Gardi Hutter: C’est un prix tout à fait démocratique. Les quelque 400 théâtres de la scène indépendante désignent dix artistes. Un jury doit ensuite choisir le vainqueur.

Vu que j’étais membre du jury, lorsque j’ai su que j’étais candidate pour le prix, je me suis retirée afin de permettre à mes collègues de juger en toute liberté. A la fin, ils m’ont choisie.

Je dois dire que cela a été une agréable surprise. Je suis plus vieille que le prix, dans sa version actuelle! Je pense que mon dernier spectacle «La souffleuse» a fait pencher la balance en ma faveur.

swissinfo: Décrivez-nous les aventures et mésaventures de votre «souffleuse» aux prises avec le monde du travail…

G.H.: Avec «La souffleuse», je suis remontée aux racines de mes premiers spectacles, qui proposaient des personnages solitaires, plongés dans un univers fermé. Un beau défi. Il est difficile pour un artiste de savoir quand il commence à se répéter et jusqu’où il peut aller en profondeur.

La mise sur pied de «La souffleuse» n’a pas été aisée, mais je suis très contente du résultat. Pour le public, ce spectacle est le plus réussi.

La souffleuse aime son travail. Elle oeuvre dans l’ombre, car elle a pour tâche d’aider les acteurs sur scène. Elle le fait au mieux, mais les applaudissements du public ne sont jamais pour elle. Elle vit loin des feux de la rampe, sous l’estrade, dans un logis coquet aménagé avec tout ce qu’elle a pu trouver sur scène.

Un jour le théâtre où elle travaille ferme pour rouvrir ailleurs. Mais personne ne pense à avertir la souffleuse qui, entre-temps, se prépare pour le prochain spectacle. Qui n’aura jamais lieu. Et, du coup, la souffleuse est exclue du monde qui l’entoure.

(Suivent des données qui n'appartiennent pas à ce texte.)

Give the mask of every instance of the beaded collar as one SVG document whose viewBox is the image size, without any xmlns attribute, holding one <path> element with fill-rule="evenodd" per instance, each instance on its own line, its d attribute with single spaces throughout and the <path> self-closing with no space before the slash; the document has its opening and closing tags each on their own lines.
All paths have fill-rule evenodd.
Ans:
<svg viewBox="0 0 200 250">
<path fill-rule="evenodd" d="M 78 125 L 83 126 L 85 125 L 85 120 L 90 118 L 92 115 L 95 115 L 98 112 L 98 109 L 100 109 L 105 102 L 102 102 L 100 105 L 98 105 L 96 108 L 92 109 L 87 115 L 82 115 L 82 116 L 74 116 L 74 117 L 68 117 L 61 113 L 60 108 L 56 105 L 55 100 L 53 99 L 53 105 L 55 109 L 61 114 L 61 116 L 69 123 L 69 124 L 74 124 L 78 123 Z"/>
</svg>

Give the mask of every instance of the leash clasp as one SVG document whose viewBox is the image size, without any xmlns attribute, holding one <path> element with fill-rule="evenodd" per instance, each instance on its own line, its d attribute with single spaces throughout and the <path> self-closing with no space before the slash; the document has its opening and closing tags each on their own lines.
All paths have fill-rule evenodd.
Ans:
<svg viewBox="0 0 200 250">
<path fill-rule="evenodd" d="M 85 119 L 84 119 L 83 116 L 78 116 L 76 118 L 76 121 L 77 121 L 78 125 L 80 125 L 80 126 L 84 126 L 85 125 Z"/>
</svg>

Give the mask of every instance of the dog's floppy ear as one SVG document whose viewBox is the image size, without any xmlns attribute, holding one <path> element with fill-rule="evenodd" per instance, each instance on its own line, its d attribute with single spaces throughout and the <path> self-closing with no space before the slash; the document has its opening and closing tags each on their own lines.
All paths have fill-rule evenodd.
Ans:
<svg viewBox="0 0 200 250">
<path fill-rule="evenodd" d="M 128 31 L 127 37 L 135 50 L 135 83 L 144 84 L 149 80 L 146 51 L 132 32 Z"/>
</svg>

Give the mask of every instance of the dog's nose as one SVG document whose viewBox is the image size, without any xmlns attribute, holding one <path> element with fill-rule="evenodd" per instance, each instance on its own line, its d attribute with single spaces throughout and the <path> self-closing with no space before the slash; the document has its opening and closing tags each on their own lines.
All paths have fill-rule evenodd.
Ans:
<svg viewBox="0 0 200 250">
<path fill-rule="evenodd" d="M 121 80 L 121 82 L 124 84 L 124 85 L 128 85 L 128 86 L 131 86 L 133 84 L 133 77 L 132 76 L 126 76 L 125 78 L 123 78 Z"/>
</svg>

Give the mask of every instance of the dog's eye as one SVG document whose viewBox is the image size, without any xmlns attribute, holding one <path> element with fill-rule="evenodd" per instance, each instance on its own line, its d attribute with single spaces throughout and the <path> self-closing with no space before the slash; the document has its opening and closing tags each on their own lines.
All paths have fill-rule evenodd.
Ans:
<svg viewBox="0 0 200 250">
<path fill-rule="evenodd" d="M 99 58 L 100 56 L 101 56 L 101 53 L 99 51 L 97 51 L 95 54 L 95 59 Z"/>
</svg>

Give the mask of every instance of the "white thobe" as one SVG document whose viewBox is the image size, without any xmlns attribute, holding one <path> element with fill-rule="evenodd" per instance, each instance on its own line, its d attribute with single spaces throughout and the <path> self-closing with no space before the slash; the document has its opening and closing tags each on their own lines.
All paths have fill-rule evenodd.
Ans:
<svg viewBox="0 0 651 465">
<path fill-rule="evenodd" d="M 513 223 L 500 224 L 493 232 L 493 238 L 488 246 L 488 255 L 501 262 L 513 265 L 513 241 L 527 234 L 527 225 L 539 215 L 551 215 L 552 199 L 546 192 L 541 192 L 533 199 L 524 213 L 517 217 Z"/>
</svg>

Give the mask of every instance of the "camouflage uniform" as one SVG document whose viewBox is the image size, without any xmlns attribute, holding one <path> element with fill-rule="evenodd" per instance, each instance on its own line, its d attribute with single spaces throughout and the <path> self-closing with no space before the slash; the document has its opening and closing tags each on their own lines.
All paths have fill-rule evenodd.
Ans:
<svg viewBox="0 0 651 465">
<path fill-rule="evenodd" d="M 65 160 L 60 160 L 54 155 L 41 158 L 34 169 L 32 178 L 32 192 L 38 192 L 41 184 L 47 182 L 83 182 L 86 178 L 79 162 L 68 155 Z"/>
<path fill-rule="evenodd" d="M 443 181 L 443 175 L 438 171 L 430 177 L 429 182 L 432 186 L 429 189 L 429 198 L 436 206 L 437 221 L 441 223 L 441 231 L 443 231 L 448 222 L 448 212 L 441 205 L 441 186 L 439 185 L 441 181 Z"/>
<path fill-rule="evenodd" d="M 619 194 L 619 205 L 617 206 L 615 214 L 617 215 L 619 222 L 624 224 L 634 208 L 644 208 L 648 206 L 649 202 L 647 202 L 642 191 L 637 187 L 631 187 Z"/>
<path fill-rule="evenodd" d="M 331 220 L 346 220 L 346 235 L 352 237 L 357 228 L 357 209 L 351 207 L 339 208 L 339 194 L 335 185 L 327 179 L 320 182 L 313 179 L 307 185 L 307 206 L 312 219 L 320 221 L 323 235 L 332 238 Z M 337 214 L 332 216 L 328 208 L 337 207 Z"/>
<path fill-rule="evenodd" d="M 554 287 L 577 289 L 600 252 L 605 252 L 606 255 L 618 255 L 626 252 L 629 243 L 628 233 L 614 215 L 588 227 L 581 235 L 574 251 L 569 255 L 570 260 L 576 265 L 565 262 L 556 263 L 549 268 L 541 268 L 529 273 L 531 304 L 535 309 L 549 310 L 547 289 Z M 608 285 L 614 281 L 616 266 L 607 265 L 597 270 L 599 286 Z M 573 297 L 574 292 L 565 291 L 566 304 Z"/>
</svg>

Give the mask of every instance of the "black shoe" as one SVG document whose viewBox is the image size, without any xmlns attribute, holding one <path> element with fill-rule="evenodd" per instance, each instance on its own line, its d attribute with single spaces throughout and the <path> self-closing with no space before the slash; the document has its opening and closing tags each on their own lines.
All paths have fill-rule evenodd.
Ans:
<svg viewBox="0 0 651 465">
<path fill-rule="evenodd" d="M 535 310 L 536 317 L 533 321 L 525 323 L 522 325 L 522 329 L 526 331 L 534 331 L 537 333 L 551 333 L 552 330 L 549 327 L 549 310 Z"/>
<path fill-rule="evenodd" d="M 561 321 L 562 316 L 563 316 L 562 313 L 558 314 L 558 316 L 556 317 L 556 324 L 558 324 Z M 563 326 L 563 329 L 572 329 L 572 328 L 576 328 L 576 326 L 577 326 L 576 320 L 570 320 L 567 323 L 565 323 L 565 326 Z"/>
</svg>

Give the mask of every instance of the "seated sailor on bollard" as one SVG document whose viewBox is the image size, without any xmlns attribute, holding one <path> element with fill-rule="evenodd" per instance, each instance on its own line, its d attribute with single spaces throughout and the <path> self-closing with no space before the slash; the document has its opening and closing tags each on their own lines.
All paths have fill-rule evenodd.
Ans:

Cette condition est celle de tous ceux qui perdent leur travail. D’un jour à l’autre, ils se rendent compte que leur métier ne vaut plus rien et que tout ce qu’ils ont fait n’a plus aucune valeur. Ils se retrouvent hors de tout.

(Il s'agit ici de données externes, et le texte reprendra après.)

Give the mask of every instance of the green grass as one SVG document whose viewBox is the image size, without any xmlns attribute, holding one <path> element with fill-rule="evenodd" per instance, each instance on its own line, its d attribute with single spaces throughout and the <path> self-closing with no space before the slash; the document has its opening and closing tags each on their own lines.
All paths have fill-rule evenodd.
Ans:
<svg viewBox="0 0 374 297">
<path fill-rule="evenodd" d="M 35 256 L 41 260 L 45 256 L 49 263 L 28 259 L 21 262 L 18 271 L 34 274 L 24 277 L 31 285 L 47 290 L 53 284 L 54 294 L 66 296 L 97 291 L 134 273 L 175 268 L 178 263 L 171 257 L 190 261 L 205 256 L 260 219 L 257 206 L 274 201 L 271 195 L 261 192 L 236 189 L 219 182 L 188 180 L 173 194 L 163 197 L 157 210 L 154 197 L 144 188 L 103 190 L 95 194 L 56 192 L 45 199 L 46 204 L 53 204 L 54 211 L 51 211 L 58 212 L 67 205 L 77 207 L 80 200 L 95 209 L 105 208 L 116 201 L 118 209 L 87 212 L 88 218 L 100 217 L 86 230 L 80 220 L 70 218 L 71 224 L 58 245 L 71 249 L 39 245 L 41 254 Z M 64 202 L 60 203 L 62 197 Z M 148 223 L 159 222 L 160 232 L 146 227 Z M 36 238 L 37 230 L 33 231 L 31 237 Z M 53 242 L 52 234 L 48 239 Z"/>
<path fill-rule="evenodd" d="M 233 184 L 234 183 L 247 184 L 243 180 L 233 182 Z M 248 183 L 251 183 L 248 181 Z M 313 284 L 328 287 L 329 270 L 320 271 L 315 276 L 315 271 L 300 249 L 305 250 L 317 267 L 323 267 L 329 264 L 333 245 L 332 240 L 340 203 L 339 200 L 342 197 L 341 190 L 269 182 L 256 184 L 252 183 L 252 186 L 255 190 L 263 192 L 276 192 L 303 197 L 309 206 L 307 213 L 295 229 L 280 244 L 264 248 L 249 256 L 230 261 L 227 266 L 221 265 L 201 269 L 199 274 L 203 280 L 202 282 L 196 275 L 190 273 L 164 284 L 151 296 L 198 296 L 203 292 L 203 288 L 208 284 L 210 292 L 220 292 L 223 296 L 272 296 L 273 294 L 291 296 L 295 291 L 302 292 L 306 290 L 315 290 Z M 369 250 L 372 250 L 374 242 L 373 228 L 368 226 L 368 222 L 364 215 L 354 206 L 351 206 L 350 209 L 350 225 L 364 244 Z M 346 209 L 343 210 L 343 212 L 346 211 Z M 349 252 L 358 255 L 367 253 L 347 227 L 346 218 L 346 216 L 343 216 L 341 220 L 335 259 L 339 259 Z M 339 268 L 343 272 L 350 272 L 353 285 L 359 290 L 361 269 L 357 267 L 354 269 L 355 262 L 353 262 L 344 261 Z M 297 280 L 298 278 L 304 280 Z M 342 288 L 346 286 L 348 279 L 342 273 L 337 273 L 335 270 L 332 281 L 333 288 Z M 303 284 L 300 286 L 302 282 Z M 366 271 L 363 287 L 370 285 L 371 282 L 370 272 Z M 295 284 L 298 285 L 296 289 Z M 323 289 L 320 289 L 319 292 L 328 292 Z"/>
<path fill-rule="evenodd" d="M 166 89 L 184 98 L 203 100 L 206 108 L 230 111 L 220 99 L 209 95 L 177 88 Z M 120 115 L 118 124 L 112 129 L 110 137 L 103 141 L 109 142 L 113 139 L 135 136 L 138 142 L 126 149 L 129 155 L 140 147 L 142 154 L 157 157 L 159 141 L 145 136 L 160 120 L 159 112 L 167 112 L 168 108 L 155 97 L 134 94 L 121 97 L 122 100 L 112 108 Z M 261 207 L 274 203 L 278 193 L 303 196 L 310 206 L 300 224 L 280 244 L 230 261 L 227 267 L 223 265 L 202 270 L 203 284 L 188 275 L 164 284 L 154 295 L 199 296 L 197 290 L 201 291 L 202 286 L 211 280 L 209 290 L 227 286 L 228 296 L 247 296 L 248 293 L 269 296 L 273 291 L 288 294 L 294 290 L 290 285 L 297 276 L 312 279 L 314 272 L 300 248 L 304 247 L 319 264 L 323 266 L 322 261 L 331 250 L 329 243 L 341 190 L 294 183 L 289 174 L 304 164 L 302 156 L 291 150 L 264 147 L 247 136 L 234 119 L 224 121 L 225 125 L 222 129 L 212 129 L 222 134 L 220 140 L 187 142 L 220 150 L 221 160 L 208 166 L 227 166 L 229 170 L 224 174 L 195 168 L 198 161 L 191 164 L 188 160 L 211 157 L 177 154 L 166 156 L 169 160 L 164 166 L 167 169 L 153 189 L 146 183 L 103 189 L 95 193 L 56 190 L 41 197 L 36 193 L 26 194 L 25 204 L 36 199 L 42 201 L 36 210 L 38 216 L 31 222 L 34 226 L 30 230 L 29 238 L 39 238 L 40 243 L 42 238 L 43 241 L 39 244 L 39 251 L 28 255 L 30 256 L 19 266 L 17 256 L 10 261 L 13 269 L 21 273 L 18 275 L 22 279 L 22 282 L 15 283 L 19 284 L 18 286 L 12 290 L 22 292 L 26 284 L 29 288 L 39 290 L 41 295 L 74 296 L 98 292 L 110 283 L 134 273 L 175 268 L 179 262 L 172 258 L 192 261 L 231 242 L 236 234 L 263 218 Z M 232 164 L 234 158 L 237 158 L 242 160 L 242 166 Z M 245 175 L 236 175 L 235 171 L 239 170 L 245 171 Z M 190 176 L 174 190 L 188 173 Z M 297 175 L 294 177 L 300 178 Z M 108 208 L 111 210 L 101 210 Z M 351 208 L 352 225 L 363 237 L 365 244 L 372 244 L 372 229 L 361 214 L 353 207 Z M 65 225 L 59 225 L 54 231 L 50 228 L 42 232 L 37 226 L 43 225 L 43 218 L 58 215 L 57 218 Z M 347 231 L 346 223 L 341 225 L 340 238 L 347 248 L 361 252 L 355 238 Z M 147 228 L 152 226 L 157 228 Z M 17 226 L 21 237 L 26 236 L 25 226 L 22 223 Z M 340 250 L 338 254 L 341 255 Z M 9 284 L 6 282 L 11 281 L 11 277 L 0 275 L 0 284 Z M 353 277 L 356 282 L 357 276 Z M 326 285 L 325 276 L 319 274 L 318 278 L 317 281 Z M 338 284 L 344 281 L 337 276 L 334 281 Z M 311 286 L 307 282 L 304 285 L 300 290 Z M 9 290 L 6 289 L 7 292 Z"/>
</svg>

swissinfo: C’est une histoire triste, presque désespérée…

G.H.: Certainement. Mais n’oublions pas qu’un clown est toujours tragi-comique. L’histoire est tellement triste qu’à la fin elle devient presque hilarante. C’est comme un bouleversement des sentiments et de la façon de comprendre les choses.

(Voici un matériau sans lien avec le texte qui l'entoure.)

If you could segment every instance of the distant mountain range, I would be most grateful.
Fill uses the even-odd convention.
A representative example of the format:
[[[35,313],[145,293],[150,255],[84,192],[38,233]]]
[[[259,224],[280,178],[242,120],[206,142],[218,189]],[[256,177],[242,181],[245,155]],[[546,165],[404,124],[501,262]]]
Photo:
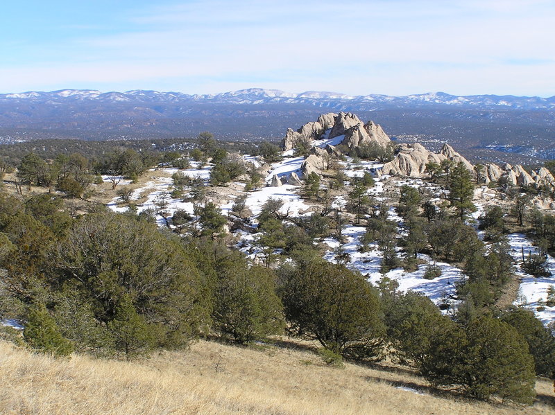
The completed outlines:
[[[81,89],[62,89],[51,92],[23,92],[0,94],[0,101],[75,103],[96,102],[136,104],[187,104],[207,103],[217,104],[289,104],[310,105],[342,111],[373,111],[384,107],[414,107],[450,105],[463,108],[512,108],[515,109],[551,109],[555,108],[555,96],[514,96],[512,95],[472,95],[459,96],[444,92],[434,92],[389,96],[386,95],[349,96],[335,92],[309,91],[291,94],[277,89],[251,88],[214,95],[189,95],[180,92],[158,92],[134,90],[127,92],[105,92]]]
[[[278,140],[322,112],[356,113],[393,138],[432,148],[449,142],[473,160],[555,157],[555,96],[443,92],[407,96],[290,94],[253,88],[214,95],[63,89],[0,94],[0,143],[35,139],[138,139],[196,136]]]

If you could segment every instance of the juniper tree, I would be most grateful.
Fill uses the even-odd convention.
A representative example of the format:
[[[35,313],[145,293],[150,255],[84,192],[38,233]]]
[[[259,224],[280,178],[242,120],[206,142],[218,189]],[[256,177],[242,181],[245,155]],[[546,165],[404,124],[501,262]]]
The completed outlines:
[[[282,332],[282,307],[273,272],[236,261],[217,280],[212,319],[219,333],[245,344]]]
[[[450,173],[449,201],[455,208],[462,220],[470,213],[476,210],[472,203],[474,184],[470,172],[463,163],[459,163]]]
[[[155,328],[137,312],[129,294],[120,299],[108,328],[113,336],[116,351],[123,353],[127,360],[148,356],[156,344]]]
[[[362,276],[313,260],[284,279],[282,301],[293,334],[344,356],[379,357],[385,328],[377,293]]]
[[[23,338],[30,347],[43,353],[65,356],[74,351],[71,342],[62,336],[54,319],[42,303],[31,307]]]

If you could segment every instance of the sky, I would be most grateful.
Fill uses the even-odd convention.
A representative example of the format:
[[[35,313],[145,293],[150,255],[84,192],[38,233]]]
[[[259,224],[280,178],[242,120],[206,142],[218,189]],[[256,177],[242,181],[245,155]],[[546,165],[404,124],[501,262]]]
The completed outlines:
[[[555,96],[553,0],[22,0],[0,93]]]

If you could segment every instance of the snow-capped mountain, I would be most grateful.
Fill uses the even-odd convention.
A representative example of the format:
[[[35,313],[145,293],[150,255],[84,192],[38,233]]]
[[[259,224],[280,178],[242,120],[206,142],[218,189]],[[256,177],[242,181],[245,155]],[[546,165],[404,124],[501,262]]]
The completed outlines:
[[[336,92],[309,91],[291,94],[278,89],[250,88],[216,94],[189,95],[180,92],[158,92],[156,91],[133,90],[127,92],[64,89],[51,92],[29,91],[0,94],[0,101],[54,100],[56,102],[101,101],[129,103],[214,103],[220,104],[304,104],[329,107],[337,110],[369,111],[384,107],[404,108],[449,105],[465,108],[493,109],[495,107],[515,109],[549,109],[555,108],[555,96],[514,96],[497,95],[474,95],[459,96],[443,92],[427,93],[407,96],[389,96],[370,94],[349,96]]]
[[[250,88],[204,95],[88,89],[3,94],[0,143],[46,138],[191,137],[202,131],[221,139],[278,140],[291,125],[342,111],[386,126],[399,140],[418,139],[432,147],[449,142],[476,159],[532,164],[555,157],[555,96],[443,92],[355,96]]]

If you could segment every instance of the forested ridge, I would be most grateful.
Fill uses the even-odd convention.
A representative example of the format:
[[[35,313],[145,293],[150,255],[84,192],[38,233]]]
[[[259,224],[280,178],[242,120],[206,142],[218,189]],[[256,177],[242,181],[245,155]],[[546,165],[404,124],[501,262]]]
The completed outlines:
[[[440,202],[400,186],[391,195],[395,220],[391,202],[368,194],[372,175],[349,177],[326,160],[333,174],[309,175],[300,186],[317,210],[295,216],[271,197],[253,215],[246,197],[264,186],[262,174],[237,146],[210,133],[182,146],[67,144],[47,150],[41,141],[42,150],[1,160],[0,316],[24,327],[22,335],[3,328],[6,339],[60,358],[79,353],[133,360],[182,350],[199,338],[245,345],[289,335],[316,342],[330,365],[393,360],[438,389],[524,404],[533,402],[536,376],[555,376],[554,326],[502,301],[515,280],[510,231],[527,233],[540,249],[523,258],[527,272],[547,272],[555,216],[528,202],[549,189],[493,184],[509,209],[486,206],[475,227],[468,222],[477,209],[475,178],[461,164],[430,164],[428,181],[443,192]],[[282,157],[268,143],[249,150],[268,163]],[[392,157],[391,149],[377,150],[350,157],[355,163]],[[299,143],[295,151],[300,157],[307,150]],[[185,175],[191,166],[210,166],[208,179]],[[163,200],[140,211],[133,204],[123,184],[162,167],[177,170],[171,197],[191,203],[192,214],[170,213]],[[225,215],[214,192],[234,182],[244,184],[246,196]],[[124,213],[99,202],[103,186],[128,207]],[[332,203],[339,194],[341,208]],[[376,284],[346,266],[347,224],[365,228],[360,251],[376,246],[381,253],[384,277]],[[251,250],[259,261],[239,249],[231,231],[255,225]],[[330,235],[339,241],[332,262],[323,259]],[[468,277],[443,312],[386,276],[416,269],[421,254],[434,259],[425,278],[441,274],[436,261],[456,264]],[[547,299],[555,304],[555,290]]]

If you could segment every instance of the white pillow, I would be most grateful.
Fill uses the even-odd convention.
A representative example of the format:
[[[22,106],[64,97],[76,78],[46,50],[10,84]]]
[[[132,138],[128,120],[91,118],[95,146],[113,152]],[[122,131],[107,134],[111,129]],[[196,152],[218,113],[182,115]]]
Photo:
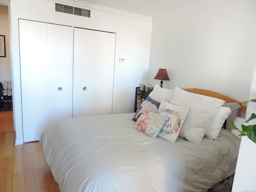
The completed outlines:
[[[161,102],[158,114],[169,117],[157,134],[166,141],[175,142],[184,124],[190,108]]]
[[[174,89],[162,88],[156,84],[148,96],[158,102],[161,102],[162,100],[169,102],[172,98],[174,91]]]
[[[190,108],[179,136],[199,143],[210,128],[224,101],[184,91],[176,87],[170,102]]]
[[[231,112],[231,110],[229,107],[220,107],[214,118],[210,128],[205,134],[205,136],[213,140],[217,139],[217,137],[219,135],[225,120]]]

swissinfo: Dans quelle mesure le quotidien est-il pour vous une source d’inspiration?

G.H.: Je suis une véritable éponge. Le monde dans lequel j’évolue m’offre chaque jour des informations, des signaux, des stimulations. Ces éléments forment une espèce de ‘bouillon culturel’, fait d’innombrables fragments de mon chaos créateur.

Tout cela se mélange activement en moi. Le clown, qui travaille principalement sur des bases archétypales, extrait du monde dans lequel il vit les éléments universels, à partir de situations et de sentiments. Par rapport à certains de mes autres spectacles, la souffleuse n’a plus de rêves. Elle se contente de ce qu’elle a. Et elle est menacée par l’extérieur.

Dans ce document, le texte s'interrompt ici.